Author: Colas, C.; Hejblum, B.; Rouillon, S.; Thiebaut, R.; Oudeyer, P. Y.; Moulin-Frier, C.; Prague, M.
Title: EpidemiOptim: A Toolbox for the Optimization of Control Policies in Epidemiological Models
  • Cord-id: 5fytf459
  • Document date: 2021_1_1
    • ID: 5fytf459
    Snippet: Modeling the dynamics of epidemics helps to propose control strategies based on pharmaceutical and non-pharmaceutical interventions (contact limitation, lockdown, vaccination, etc). Hand-designing such strategies is not trivial because of the number of possible interventions and the difficulty to predict long-term effects. This task can be cast as an optimization problem where state-of-the-art machine learning methods such as deep reinforcement learning might bring significant value. However, th
    Document: Modeling the dynamics of epidemics helps to propose control strategies based on pharmaceutical and non-pharmaceutical interventions (contact limitation, lockdown, vaccination, etc). Hand-designing such strategies is not trivial because of the number of possible interventions and the difficulty to predict long-term effects. This task can be cast as an optimization problem where state-of-the-art machine learning methods such as deep reinforcement learning might bring significant value. However, the specificity of each domain—epidemic modeling or solving optimization problems—requires strong collaborations between researchers from different fields of expertise. This is why we introduce EpidemiOptim, a Python toolbox that facilitates collaborations between researchers in epidemiology and optimization. EpidemiOptim turns epidemiological models and cost functions into optimization problems via a standard interface commonly used by optimization practitioners (OpenAI Gym). Reinforcement learning algorithms based on Q-Learning with deep neural networks (dqn) and evolutionary algorithms (nsga-ii) are already implemented.
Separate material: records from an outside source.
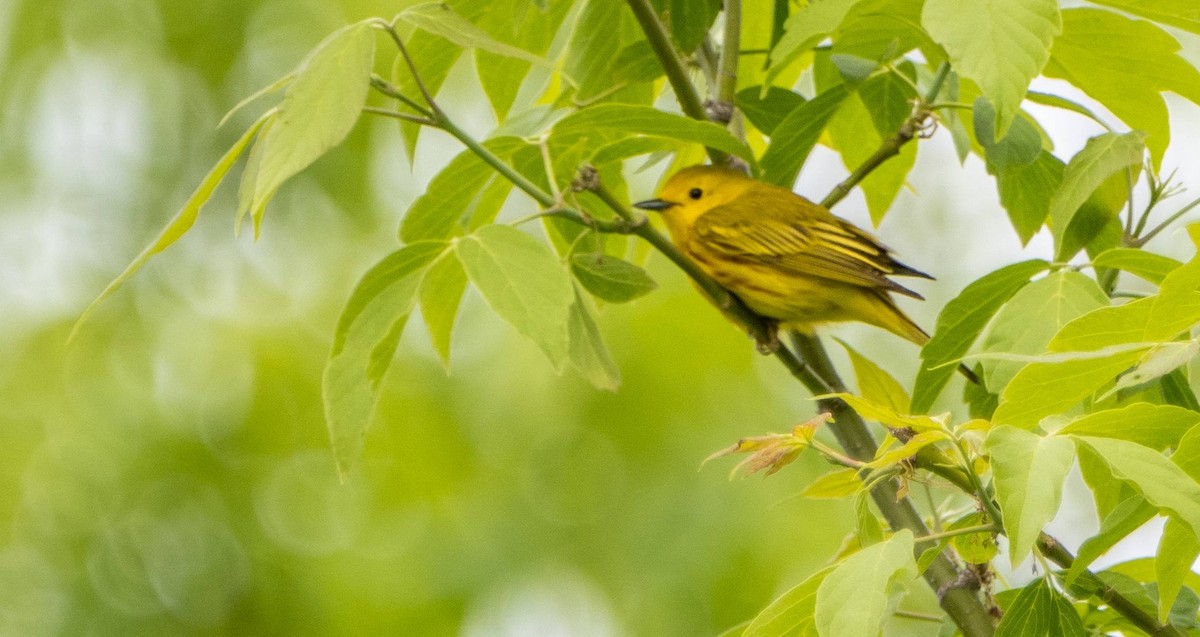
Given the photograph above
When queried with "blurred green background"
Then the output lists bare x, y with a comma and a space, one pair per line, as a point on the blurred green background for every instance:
169, 472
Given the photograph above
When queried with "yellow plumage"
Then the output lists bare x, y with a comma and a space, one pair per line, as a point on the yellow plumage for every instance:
787, 258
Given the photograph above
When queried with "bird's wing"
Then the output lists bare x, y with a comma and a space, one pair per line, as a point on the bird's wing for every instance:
807, 241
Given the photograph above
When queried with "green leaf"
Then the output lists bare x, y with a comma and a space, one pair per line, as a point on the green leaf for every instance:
1044, 389
690, 20
319, 108
1127, 517
1157, 426
593, 48
886, 415
960, 323
611, 278
439, 19
1059, 101
588, 354
1157, 362
888, 456
180, 223
441, 294
1177, 390
875, 384
975, 547
889, 97
804, 29
637, 62
364, 343
450, 194
868, 528
1029, 472
1001, 44
523, 283
1108, 492
1056, 300
1026, 191
853, 600
433, 56
261, 92
1161, 481
1126, 79
1113, 337
250, 175
1147, 265
1039, 611
519, 23
1182, 13
629, 119
885, 30
768, 109
791, 613
1020, 146
796, 136
1102, 157
1177, 551
834, 485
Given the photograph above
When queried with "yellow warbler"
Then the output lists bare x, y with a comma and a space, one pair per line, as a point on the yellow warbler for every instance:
787, 258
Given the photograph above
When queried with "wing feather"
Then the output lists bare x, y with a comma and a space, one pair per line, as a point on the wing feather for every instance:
799, 238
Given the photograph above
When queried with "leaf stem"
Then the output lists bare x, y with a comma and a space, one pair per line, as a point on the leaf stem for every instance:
977, 485
395, 114
412, 68
727, 70
892, 145
919, 617
1153, 232
393, 91
1055, 552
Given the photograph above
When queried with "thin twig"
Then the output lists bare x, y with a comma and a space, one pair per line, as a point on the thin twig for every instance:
727, 70
393, 91
1141, 240
1055, 552
919, 617
685, 92
390, 29
964, 530
892, 145
395, 114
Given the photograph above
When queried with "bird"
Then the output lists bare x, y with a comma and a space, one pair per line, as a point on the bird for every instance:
787, 259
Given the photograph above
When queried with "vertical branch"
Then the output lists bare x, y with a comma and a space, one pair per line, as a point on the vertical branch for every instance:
731, 48
954, 589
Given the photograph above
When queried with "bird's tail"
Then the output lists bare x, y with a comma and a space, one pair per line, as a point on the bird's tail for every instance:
897, 322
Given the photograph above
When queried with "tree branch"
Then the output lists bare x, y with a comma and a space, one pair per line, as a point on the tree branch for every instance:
1131, 611
892, 145
955, 592
961, 604
685, 92
727, 68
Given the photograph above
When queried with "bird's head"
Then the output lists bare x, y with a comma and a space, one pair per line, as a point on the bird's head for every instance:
696, 190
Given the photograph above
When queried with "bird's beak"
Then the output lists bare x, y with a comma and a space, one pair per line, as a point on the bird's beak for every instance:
654, 204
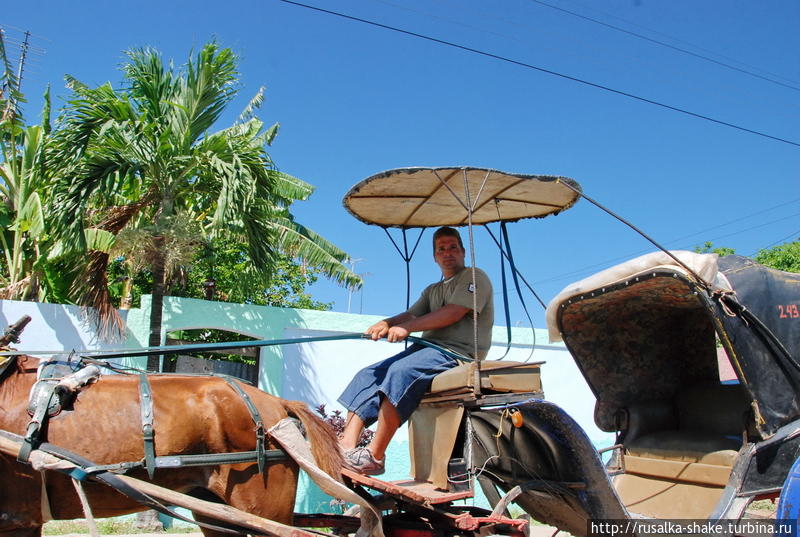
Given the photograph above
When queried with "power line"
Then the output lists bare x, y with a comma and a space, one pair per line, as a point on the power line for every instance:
543, 70
593, 266
698, 47
667, 45
779, 241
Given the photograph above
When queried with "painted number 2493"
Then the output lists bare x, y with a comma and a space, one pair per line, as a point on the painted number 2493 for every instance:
788, 311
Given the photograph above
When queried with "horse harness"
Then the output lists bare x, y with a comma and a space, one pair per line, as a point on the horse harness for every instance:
58, 384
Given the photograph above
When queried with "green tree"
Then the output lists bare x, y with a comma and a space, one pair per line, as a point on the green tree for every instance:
24, 180
144, 158
784, 257
708, 248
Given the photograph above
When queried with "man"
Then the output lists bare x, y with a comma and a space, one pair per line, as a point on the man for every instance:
390, 390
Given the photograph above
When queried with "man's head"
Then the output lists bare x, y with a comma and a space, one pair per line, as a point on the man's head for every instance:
448, 251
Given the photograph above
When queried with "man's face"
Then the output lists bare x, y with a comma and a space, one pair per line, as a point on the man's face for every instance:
448, 255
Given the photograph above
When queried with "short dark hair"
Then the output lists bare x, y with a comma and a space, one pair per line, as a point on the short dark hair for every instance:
447, 231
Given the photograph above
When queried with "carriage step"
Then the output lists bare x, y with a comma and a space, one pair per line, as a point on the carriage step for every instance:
419, 492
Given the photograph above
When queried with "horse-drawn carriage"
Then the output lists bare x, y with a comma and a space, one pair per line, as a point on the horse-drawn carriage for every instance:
692, 361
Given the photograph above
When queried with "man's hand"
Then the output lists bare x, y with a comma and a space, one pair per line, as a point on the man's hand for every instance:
378, 330
397, 334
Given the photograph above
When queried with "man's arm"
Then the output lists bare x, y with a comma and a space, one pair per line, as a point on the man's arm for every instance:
381, 328
444, 316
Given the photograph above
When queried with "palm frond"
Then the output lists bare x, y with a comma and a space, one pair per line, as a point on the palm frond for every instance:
315, 250
254, 104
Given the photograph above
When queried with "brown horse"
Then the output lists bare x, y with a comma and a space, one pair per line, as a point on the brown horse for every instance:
192, 414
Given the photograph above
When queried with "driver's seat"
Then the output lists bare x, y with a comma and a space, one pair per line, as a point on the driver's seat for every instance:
434, 425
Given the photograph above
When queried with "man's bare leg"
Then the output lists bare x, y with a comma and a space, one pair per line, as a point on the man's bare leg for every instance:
353, 426
388, 423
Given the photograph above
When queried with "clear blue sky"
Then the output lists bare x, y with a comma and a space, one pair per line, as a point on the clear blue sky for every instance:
354, 99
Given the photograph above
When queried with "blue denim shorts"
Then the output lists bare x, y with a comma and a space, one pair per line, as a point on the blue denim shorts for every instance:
403, 379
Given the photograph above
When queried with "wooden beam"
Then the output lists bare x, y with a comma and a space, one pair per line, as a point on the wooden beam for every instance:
216, 511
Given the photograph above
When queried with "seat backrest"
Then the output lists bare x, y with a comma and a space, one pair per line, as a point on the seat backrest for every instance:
713, 408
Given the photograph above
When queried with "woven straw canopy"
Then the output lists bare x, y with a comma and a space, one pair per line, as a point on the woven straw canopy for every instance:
432, 197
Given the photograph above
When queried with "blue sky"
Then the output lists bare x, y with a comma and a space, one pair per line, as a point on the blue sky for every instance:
354, 99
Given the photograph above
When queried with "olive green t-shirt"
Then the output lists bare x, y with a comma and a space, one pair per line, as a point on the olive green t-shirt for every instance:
460, 290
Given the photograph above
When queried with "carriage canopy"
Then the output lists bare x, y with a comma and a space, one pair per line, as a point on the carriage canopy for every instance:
433, 197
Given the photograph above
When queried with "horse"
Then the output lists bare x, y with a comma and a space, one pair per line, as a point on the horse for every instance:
192, 415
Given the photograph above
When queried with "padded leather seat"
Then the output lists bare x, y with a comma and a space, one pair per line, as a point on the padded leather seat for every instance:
433, 427
679, 453
500, 376
687, 446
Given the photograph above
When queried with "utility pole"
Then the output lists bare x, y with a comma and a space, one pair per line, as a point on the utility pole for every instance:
352, 262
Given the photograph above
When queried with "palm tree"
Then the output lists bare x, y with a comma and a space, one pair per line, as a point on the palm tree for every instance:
143, 157
23, 182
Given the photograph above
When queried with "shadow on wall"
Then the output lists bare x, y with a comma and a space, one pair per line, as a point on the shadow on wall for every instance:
54, 327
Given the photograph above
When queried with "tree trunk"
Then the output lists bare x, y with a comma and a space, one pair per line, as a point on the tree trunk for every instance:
157, 304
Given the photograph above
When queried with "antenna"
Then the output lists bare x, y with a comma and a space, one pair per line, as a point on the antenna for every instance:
13, 87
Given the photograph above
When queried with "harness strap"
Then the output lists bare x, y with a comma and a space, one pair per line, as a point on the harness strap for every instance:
34, 429
259, 423
148, 433
122, 487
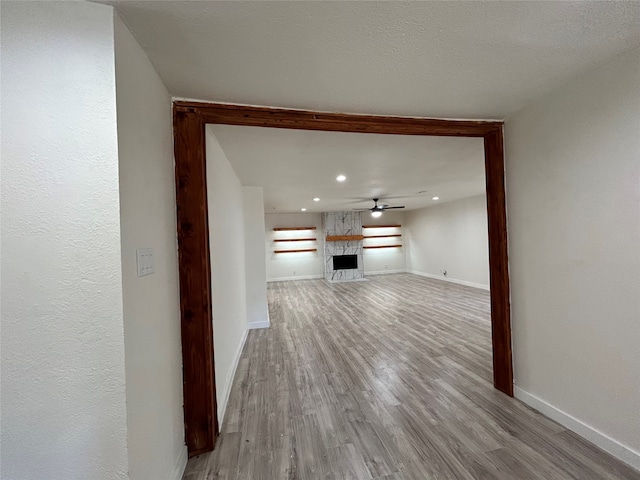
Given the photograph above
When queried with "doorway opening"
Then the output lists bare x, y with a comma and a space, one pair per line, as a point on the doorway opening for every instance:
190, 119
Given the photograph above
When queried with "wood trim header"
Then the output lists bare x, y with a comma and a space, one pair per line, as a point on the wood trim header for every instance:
225, 114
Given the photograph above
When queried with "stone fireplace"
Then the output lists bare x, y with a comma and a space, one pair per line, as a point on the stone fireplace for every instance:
343, 246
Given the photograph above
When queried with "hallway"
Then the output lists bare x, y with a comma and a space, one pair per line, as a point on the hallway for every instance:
384, 379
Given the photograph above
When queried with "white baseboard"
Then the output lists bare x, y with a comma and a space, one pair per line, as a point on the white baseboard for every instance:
384, 272
591, 434
299, 277
452, 280
262, 324
222, 405
181, 464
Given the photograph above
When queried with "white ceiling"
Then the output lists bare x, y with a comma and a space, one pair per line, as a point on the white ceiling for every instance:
294, 166
439, 59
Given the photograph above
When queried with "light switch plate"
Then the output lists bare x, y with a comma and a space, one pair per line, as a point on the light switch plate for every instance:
146, 262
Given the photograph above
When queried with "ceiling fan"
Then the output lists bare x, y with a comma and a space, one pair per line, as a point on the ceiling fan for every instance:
377, 210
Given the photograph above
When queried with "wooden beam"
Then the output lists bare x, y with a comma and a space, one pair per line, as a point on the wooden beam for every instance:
219, 113
200, 409
498, 262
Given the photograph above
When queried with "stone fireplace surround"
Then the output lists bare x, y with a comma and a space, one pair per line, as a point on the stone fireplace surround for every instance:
339, 224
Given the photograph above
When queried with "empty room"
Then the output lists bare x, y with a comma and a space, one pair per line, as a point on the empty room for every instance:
320, 240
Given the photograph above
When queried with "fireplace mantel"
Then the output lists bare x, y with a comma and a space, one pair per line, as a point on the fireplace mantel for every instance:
344, 238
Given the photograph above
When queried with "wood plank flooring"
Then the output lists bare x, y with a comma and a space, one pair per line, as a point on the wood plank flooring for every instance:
385, 379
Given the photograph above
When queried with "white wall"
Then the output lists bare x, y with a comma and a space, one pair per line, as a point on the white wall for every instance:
255, 261
452, 236
384, 260
63, 370
228, 280
573, 198
292, 266
289, 266
153, 356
We illustrate the use of EpidemiOptim to find optimal policies for dynamical on-off lockdown control under the optimization of the death toll and economic recess using a Susceptible-Exposed-Infectious-Removed (seir) model for COVID-19. Using EpidemiOptim and its interactive visualization platform in Jupyter notebooks, epidemiologists, optimization practitioners and others (e.g. economists) can easily compare epidemiological models, costs functions and optimization algorithms to address important choices to be made by health decision-makers. Trained models can be explored by experts and non-experts via a web interface. ©2021 AI Access Foundation. All rights reserved.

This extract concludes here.